U.S. consumer prices jumped by the most in seven months in October, which together with abating fears of a recession, support the Federal Reserve’s signal for no further interest-rate cuts in the near term.
The report from the Labour Department on Wednesday showed health-care costs surging by the most in more than three years and recreation posting its biggest gain since early 1996. But a moderation in rents suggested inflation would remain contained.
The U.S. central bank last month cut rates for the third time this year and signalled a pause in the easing cycle that started in July when it reduced borrowing costs for the first time since 2008. That position was reiterated by Fed chair Jerome Powell in prepared testimony to lawmakers on Wednesday.
“There is little reason for the Fed to cut rates again any time soon,” said Joel Naroff, chief economist at Naroff Economic Advisors in Holland, Pa. “Inflation is not trending downward, the economy is just where so many of us thought it always was … that is, modest to moderate growth.”
The consumer price index increased 0.4 per cent last month as households also paid more for energy products, food and other goods. That was the largest gain in the CPI since March and followed an unchanged reading in September.
In the 12 months through October, the CPI increased 1.8 per cent after climbing 1.7 per cent in September.
Economists polled by Reuters had forecast the CPI advancing 0.3 per cent in October and gaining 1.7 per cent on a year-over-year basis.
Excluding the volatile food and energy components, the CPI rose 0.2 per cent after edging up 0.1 per cent in September. The increase in the so-called core CPI was limited by the retreat in rents, which blunted somewhat the surge in health-care costs and prices of used cars and trucks and recreation.
In the 12 months through October, the core CPI increased 2.3 per cent after rising 2.4 per cent in September.
The Fed tracks the core personal consumption expenditures (PCE) price index for its 2-per-cent inflation target. The core PCE price index rose 1.7 per cent on a year-over-year basis in September and has fallen short of its target this year. Although upbeat on the economy, Mr. Powell continued to describe inflation as “muted.”
The U.S. dollar briefly rose against a basket of currencies before ceding gains to trade flat. U.S. Treasury prices rose, while stocks on Wall Street were mixed.
Firming inflation comes on the heels of fairly upbeat data, including better-than-expected job growth in October and an acceleration in services sector activity.
There has also been a de-escalation of trade tensions between the United States and China. U.S. President Donald Trump on Tuesday said Washington was close to signing a “phase one” trade deal with Beijing, but provided no new details on negotiations.
Last month’s jump in health-care costs suggest an uptick in the core PCE price index last month. October producer price data set to be published on Thursday will shed more light on the core PCE price index, which will be released later this month.
In October, energy prices vaulted 2.7 per cent after falling 1.4 per cent in the prior month. Energy prices, which were also driven by more expensive electricity, accounted for more than half of the increase in the CPI last month.
Gasoline prices rebounded 3.7 per cent after declining 2.4 per cent in September. Food prices climbed 0.2 per cent, rising for a second straight month. Food consumed at home gained 0.3 per cent.
Owners’ equivalent rent of primary residence, which is what a homeowner would pay to rent or receive from renting a home, climbed 0.2 per cent in October after rising 0.3 per cent in September. Other shelter categories also softened last month.
The cost of hotel and motel accommodation dropped 3.8 per cent. As a result, the rent index edged up 0.1 per cent last month, the smallest gain since April, 2011. But with rental vacancy rates remaining low, rents are likely to trend higher.

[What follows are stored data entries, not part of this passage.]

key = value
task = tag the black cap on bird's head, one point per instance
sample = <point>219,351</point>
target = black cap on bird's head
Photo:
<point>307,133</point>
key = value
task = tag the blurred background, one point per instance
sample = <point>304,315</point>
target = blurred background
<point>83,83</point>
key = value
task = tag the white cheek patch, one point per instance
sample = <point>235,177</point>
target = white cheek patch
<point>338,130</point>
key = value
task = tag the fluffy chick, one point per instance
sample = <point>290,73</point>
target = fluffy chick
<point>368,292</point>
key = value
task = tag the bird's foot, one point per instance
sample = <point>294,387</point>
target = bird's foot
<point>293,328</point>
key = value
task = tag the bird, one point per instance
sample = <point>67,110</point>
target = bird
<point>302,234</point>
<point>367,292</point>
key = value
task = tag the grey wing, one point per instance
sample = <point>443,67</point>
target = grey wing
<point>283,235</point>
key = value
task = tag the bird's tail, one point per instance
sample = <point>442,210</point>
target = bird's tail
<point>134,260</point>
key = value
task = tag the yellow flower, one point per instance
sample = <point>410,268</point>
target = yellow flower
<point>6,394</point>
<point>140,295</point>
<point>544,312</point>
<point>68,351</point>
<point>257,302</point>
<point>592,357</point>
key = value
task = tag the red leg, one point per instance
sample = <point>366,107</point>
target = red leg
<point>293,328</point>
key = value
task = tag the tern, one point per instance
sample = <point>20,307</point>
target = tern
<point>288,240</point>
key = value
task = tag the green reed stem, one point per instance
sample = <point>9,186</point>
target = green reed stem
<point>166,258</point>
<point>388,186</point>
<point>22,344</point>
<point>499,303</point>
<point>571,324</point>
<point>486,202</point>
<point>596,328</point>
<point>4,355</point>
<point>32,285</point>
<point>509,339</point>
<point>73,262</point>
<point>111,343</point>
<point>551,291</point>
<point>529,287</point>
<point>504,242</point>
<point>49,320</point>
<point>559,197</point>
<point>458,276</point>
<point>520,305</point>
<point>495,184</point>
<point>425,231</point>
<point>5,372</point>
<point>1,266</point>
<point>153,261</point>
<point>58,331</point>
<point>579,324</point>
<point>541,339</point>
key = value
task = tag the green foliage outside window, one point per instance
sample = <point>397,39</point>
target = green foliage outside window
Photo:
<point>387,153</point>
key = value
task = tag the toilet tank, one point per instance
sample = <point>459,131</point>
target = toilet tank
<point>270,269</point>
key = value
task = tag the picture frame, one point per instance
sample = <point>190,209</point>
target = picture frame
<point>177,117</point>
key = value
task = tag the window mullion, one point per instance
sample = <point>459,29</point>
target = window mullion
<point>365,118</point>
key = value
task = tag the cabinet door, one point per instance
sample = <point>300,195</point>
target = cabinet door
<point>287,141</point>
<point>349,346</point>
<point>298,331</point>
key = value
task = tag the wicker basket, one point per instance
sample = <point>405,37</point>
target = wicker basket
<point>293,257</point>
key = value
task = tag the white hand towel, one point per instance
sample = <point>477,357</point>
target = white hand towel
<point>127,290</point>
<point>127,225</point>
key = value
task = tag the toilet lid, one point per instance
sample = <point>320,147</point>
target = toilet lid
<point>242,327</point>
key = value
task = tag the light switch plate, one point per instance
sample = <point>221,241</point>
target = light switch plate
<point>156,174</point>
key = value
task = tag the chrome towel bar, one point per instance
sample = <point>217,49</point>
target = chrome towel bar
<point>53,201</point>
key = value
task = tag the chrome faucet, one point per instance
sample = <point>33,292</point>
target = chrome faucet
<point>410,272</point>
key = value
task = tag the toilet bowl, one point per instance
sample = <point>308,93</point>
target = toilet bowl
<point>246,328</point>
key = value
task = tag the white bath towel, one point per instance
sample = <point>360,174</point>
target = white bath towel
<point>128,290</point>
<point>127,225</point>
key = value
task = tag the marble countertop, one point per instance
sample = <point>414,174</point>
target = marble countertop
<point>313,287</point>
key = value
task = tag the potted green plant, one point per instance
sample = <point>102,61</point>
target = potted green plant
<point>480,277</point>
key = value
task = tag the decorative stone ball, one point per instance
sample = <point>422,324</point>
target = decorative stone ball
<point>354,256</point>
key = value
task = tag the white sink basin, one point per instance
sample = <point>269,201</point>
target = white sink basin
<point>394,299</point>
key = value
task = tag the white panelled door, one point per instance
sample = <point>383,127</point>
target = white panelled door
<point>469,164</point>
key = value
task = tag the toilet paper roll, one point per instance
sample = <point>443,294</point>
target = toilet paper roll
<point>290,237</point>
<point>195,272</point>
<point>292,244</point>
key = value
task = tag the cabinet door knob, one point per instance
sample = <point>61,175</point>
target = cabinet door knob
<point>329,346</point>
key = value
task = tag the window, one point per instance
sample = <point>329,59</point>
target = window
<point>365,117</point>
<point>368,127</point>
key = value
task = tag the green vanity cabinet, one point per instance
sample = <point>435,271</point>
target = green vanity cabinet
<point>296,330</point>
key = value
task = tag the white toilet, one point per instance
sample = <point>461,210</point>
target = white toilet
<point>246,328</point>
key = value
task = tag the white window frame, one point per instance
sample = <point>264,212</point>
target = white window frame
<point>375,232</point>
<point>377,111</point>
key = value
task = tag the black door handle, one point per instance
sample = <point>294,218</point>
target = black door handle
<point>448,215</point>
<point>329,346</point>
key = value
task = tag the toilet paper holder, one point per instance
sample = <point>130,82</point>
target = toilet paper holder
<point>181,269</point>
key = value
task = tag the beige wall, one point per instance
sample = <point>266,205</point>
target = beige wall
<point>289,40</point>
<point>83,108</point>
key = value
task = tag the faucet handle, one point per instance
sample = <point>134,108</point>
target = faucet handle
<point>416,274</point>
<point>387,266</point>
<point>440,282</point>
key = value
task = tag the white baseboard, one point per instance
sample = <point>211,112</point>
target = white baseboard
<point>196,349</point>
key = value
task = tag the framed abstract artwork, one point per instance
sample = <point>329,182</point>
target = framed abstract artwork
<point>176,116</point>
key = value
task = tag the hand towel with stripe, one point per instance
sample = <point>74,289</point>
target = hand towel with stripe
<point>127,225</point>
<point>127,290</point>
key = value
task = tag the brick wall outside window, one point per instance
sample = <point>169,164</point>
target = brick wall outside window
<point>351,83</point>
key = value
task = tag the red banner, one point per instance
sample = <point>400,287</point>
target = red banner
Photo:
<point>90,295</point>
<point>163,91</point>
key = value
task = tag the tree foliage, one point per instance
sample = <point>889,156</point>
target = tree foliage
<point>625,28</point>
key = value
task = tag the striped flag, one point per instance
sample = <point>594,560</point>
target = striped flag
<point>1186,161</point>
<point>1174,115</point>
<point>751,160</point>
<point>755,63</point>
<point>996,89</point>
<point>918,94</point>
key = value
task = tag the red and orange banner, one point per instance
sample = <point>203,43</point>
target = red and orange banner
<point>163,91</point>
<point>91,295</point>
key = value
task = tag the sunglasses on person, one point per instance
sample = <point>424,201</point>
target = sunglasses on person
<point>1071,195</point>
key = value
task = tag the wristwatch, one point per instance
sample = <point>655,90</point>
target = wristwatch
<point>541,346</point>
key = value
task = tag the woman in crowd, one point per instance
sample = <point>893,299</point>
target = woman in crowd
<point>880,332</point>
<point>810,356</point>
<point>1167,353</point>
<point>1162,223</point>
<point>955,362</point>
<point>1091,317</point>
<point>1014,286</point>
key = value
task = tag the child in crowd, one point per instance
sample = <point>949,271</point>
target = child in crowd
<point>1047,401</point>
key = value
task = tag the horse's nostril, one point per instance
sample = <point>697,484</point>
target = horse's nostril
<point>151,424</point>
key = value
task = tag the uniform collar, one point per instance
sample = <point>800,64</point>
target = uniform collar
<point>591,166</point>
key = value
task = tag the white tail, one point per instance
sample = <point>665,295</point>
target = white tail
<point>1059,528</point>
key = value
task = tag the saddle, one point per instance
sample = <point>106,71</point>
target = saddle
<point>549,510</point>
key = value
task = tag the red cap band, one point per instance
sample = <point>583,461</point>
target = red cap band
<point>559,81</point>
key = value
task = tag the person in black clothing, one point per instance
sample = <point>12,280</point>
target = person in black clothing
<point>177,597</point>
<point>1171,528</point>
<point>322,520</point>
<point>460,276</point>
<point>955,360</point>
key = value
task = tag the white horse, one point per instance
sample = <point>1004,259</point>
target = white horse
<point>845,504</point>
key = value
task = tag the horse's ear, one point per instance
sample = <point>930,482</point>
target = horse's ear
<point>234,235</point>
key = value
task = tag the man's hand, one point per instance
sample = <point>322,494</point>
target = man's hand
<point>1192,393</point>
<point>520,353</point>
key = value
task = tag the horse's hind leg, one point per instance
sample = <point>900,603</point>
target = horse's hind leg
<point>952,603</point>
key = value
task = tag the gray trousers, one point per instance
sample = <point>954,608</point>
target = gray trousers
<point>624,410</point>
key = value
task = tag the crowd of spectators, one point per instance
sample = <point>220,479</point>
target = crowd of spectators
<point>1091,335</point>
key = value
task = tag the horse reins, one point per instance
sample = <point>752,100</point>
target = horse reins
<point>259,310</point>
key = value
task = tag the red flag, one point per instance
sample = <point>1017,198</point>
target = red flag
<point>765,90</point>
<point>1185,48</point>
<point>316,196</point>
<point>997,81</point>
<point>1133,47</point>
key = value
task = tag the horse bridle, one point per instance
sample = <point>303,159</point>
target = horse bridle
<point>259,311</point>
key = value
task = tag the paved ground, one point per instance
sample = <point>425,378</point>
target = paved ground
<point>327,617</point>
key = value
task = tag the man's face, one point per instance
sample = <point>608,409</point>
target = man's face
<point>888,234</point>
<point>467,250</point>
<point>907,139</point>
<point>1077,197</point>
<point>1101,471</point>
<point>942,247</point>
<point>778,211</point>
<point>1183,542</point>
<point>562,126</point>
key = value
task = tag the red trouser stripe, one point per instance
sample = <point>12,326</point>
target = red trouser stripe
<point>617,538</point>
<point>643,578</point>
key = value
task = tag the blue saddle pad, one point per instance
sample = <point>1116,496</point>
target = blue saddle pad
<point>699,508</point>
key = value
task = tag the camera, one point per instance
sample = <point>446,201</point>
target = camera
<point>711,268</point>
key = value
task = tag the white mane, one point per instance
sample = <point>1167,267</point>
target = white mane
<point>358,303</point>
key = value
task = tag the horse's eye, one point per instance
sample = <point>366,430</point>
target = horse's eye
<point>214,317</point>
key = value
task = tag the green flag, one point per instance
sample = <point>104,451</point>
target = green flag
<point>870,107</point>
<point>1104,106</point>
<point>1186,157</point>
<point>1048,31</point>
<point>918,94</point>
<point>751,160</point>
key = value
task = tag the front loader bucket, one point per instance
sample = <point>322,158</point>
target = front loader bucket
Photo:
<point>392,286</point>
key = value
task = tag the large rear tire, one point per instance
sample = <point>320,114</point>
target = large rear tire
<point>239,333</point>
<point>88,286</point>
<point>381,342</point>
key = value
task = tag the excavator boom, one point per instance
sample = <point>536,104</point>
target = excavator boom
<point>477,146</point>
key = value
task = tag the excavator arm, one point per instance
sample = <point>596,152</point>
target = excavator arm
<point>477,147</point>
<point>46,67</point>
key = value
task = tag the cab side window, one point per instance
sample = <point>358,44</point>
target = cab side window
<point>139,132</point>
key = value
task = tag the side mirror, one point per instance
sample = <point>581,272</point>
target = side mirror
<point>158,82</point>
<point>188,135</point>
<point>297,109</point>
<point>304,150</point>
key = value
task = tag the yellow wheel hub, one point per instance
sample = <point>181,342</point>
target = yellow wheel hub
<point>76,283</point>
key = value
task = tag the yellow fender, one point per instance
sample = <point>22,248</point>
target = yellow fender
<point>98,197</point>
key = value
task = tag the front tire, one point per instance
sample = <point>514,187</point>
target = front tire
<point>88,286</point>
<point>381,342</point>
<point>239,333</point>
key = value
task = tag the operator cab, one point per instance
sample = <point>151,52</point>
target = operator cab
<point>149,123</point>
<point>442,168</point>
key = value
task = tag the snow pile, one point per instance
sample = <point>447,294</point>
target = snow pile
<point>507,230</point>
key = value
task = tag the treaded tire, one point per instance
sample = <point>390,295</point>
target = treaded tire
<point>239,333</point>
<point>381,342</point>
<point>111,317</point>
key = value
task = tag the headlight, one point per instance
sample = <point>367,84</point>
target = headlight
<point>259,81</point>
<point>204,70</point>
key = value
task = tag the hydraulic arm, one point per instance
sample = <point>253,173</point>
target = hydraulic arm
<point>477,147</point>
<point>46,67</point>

Health-care costs surged 1 per cent last month, the most since August, 2016, after climbing 0.2 per cent in September. Health-care costs were boosted by strong increases in the costs of hospital services and prescription medication. Health-care costs increased 4.3 per cent on a year-over-year basis in October.
“Fed officials should go to the doctor if they think there is no inflation in the economy,” said Chris Rupkey, chief economist at MUFG in New York.
Used motor vehicles and trucks prices increased 1.3 per cent after decreasing 1.6 per cent in September. The cost of recreation surged 0.7 per cent, the largest increase since February, 1996. Consumers also paid more for personal care products.
There was no sign that a recent increase in tariffs on a range of imported Chinese consumer goods were affecting consumer prices. Apparel prices fell 1.8 per cent after dropping 0.4 per cent in the prior month. Prices for household furnishings declined 0.2 per cent.
Prices for new motor vehicles declined for a fourth straight month. There were also decreases in the costs of household furnishings and airline fares.
Last month’s rise in overall inflation ate into households’ purchasing power, which could contribute to slowing consumer spending.
“While we expect the trend in inflation to firm, dimmer prospects for U.S. growth amid the ongoing trade war will likely prevent inflation from breaking meaningfully above the Fed’s target in the near-term,” said Sarah House, a senior economist at Wells Fargo Securities in Charlotte, N.C.